My name is Sophie and I am moving to Hong Kong on the 9th of September! I've just started to pack and I've been debating whether or not to bring my bike....I don't actually use it very much in London but I've been told there's some great biking trails etc over there....any thoughts? It's being shipped for me so there wouldn't be any additional cost!

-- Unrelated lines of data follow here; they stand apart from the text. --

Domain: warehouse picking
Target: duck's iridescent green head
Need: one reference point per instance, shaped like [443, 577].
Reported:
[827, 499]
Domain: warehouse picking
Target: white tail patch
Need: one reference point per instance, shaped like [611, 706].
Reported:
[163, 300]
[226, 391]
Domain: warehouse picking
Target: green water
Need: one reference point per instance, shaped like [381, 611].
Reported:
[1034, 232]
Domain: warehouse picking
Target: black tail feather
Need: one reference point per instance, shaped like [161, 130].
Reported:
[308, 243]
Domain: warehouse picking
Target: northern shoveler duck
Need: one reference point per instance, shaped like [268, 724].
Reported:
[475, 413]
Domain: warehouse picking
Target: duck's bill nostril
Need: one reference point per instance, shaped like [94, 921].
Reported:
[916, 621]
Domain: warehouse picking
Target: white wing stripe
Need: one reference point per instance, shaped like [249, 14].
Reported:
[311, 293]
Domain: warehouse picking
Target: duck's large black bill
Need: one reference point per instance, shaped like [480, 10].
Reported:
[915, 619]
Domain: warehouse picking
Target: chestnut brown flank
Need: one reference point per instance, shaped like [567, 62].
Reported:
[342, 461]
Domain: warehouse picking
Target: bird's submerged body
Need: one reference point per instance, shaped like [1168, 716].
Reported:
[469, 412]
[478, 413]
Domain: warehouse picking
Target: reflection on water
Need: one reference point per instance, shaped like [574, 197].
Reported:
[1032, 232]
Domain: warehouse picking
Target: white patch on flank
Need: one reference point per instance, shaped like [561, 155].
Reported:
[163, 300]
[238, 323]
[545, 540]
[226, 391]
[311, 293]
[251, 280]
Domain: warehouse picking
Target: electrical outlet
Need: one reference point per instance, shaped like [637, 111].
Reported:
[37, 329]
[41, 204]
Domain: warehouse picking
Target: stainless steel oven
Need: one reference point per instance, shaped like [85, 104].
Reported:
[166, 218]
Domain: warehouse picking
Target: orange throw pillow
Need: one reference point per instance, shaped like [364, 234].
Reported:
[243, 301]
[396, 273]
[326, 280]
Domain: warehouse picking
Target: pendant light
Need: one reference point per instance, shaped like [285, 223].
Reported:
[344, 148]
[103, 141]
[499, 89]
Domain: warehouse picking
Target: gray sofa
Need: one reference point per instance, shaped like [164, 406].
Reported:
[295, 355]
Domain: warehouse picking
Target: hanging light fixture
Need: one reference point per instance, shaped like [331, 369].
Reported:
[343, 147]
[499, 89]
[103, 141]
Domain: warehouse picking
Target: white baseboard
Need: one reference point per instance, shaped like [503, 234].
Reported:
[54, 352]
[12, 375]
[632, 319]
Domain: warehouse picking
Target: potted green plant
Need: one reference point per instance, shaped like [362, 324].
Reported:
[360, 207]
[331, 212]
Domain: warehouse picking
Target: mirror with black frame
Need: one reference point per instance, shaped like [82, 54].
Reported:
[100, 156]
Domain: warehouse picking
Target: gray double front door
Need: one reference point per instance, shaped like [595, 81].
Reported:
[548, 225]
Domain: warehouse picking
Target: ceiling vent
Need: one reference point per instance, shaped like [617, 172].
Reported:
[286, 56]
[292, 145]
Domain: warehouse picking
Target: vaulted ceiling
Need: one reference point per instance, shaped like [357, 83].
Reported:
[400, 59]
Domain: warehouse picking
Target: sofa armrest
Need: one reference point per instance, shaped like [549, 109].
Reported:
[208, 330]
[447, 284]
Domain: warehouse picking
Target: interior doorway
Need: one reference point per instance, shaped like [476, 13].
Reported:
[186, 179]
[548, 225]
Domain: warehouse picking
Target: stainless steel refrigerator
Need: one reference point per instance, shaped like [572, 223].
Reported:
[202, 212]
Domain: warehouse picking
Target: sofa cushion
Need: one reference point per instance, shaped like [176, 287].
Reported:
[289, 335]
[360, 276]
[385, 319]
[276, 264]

I know a total of 0 people in HK so this forum looks like a godsend for meeting others!! If anyones around on the 10th for coffee / drinks on my first day please let me know...it's a little in advance sorry!


Sophie


----------



## AgentSugarCane (Aug 9, 2013)

Hello Sophie
In HK it's very unlikely for you to cycle to school / work as road traffic is too busy. There are indeed many cycling trails and most of them are in the New Territories. Bear in mind that HK is a highly convenient city, you can always rent a bike (usually on hourly, half-daily or daily basis) very easily, especially in the New Territories. So, unless you are very passionate in cycling on your own bike or you are sure that you will be cycling every weekend, it's not a bad idea to take your bike with you.
Hope this helps


----------



## 1morenight1morecity (Sep 4, 2013)

If it's just a city bike then I would leave it... The only people that bike are serious mountain bikers or road cyclist.


----------



## PPashley (Sep 9, 2013)

There are quite a few road bikers that cycle on the south side of HK island and out to shek-o but its a bit dangerous due to narrow roads, traffic etc

Also keeping your bike outside will subject it to all sorts if weather


----------



## smessant (Aug 21, 2013)

Thanks guys! I didn't bring it in the end so thanks for advice!


----------



## happyvalley2013 (Sep 13, 2013)

I can always rent a bike in places like Tai Po and Tai Wai


----------